Starting point is 00:21:10 And what are those tools like by B right now? I mean, we have a bunch of tools that we've created, headless file explorer, headless terminal, headless Git client, Headless IDE. So we have more and more of these things that we're adding inside of there. The most interesting one that people use a lot is the Git client, mostly because we obfuscate the authorization from the agent. So the agent can't sort of like sort of hack into your GitHub.

Starting point is 00:21:35 I mean, hacking. It has access anyway. But like it cannot do things that it's not allowed to do. And it makes their lives so much easier. So that's been something that people have been using quite a bit outside of just the headless terminal, which is like probably the most used one. But that sort of that is expected just because they're like installing dependencies or doing things like that.

Starting point is 00:21:53 So just having these tools inside and around. And when I think about tools, to be clear, I don't know if this comes off, is like when you buy a new Mac or Windows or whatever, you have a bunch of tools inside it, right? You have like Office and a browser and all these things. And so we do that same thing for agents headless. So I think we're more akin to creating a MacBook for agents than we are just like, here's a VM. Because it's not just like CPU and RAM. It is the full sort of experience of like turning it on, being stateful.

Starting point is 00:22:22 Here's tools that come in.
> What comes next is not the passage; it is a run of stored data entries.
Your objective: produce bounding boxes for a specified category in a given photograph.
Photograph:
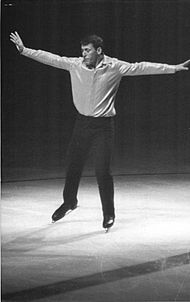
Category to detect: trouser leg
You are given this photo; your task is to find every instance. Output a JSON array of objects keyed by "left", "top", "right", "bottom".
[
  {"left": 63, "top": 118, "right": 91, "bottom": 206},
  {"left": 93, "top": 119, "right": 115, "bottom": 217}
]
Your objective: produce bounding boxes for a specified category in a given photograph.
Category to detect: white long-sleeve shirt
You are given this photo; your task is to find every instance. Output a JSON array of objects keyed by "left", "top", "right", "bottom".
[{"left": 22, "top": 47, "right": 176, "bottom": 117}]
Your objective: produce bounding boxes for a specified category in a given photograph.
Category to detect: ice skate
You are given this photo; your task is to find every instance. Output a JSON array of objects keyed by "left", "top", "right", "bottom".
[
  {"left": 51, "top": 203, "right": 77, "bottom": 223},
  {"left": 103, "top": 215, "right": 115, "bottom": 233}
]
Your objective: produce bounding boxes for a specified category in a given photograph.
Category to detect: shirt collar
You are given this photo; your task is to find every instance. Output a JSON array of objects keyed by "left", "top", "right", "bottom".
[{"left": 96, "top": 55, "right": 112, "bottom": 68}]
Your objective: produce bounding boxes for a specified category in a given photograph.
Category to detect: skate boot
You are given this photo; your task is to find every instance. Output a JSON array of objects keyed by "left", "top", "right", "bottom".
[
  {"left": 52, "top": 203, "right": 77, "bottom": 223},
  {"left": 103, "top": 215, "right": 115, "bottom": 232}
]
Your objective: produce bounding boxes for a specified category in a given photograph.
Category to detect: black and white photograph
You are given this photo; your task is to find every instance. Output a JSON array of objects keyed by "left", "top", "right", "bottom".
[{"left": 1, "top": 0, "right": 190, "bottom": 301}]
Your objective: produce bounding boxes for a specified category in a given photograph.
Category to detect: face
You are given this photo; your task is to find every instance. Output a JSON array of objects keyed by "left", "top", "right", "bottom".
[{"left": 81, "top": 43, "right": 101, "bottom": 67}]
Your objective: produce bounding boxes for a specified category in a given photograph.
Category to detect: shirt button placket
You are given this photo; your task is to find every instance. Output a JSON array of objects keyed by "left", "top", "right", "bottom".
[{"left": 90, "top": 71, "right": 96, "bottom": 113}]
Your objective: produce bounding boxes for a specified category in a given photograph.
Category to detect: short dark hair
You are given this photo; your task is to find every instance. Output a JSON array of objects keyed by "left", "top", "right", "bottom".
[{"left": 80, "top": 34, "right": 104, "bottom": 51}]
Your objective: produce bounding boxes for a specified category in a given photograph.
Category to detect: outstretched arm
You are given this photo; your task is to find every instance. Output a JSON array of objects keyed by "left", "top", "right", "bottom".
[
  {"left": 117, "top": 58, "right": 190, "bottom": 76},
  {"left": 175, "top": 60, "right": 190, "bottom": 72},
  {"left": 9, "top": 31, "right": 76, "bottom": 71},
  {"left": 10, "top": 31, "right": 24, "bottom": 53}
]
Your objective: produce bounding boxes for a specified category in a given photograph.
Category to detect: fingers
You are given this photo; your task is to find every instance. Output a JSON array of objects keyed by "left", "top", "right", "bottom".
[
  {"left": 10, "top": 32, "right": 18, "bottom": 43},
  {"left": 10, "top": 37, "right": 17, "bottom": 44},
  {"left": 183, "top": 59, "right": 190, "bottom": 67},
  {"left": 10, "top": 33, "right": 16, "bottom": 39},
  {"left": 10, "top": 31, "right": 24, "bottom": 52},
  {"left": 176, "top": 60, "right": 190, "bottom": 72},
  {"left": 15, "top": 31, "right": 21, "bottom": 40},
  {"left": 10, "top": 31, "right": 21, "bottom": 43},
  {"left": 180, "top": 59, "right": 190, "bottom": 68},
  {"left": 10, "top": 31, "right": 17, "bottom": 38},
  {"left": 175, "top": 64, "right": 188, "bottom": 72}
]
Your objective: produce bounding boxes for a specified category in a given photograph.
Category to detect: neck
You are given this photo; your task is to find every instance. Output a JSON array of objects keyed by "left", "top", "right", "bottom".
[
  {"left": 95, "top": 54, "right": 104, "bottom": 67},
  {"left": 86, "top": 54, "right": 104, "bottom": 69}
]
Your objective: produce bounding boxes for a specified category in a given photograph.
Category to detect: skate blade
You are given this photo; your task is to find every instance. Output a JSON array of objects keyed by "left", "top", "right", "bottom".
[
  {"left": 65, "top": 205, "right": 78, "bottom": 216},
  {"left": 105, "top": 227, "right": 110, "bottom": 233},
  {"left": 51, "top": 206, "right": 78, "bottom": 224}
]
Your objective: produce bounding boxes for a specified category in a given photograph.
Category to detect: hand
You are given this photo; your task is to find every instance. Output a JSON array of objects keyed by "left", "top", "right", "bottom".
[
  {"left": 175, "top": 59, "right": 190, "bottom": 72},
  {"left": 10, "top": 31, "right": 24, "bottom": 53}
]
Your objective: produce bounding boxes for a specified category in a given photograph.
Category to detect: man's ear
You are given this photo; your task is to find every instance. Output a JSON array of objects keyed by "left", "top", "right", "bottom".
[{"left": 97, "top": 47, "right": 102, "bottom": 55}]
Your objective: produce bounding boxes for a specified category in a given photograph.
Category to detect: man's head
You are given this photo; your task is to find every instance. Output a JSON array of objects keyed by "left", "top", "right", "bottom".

You can obviously add your own tools, but all these things are in there. And it does come pre-packaged with, like, the UI desktop, the headless desktop, the browser, the browser headless. It comes with all these things right away. And so you as an agent builder, as a human building this software, have less things to build on your own. Plus, your agent gets to its task faster with less steps, less cost X windows, less tokens, which means it breaks less in general. And so that's some of the reasons why people do that. And we look at these, we have like enterprise clients, but we try to.

Starting point is 00:22:56 talk a lot to like the YC type company. So it doesn't necessarily have to be YC, but like these up-and-comers, because those guys, kids are on the cutting edge. Like they're the ones like, oh, I need this new thing, guys. Can you build this for me? And so that's what we try to do as much possible. It's super incredible. I mean, it's quite the pivot and, I mean, super needed.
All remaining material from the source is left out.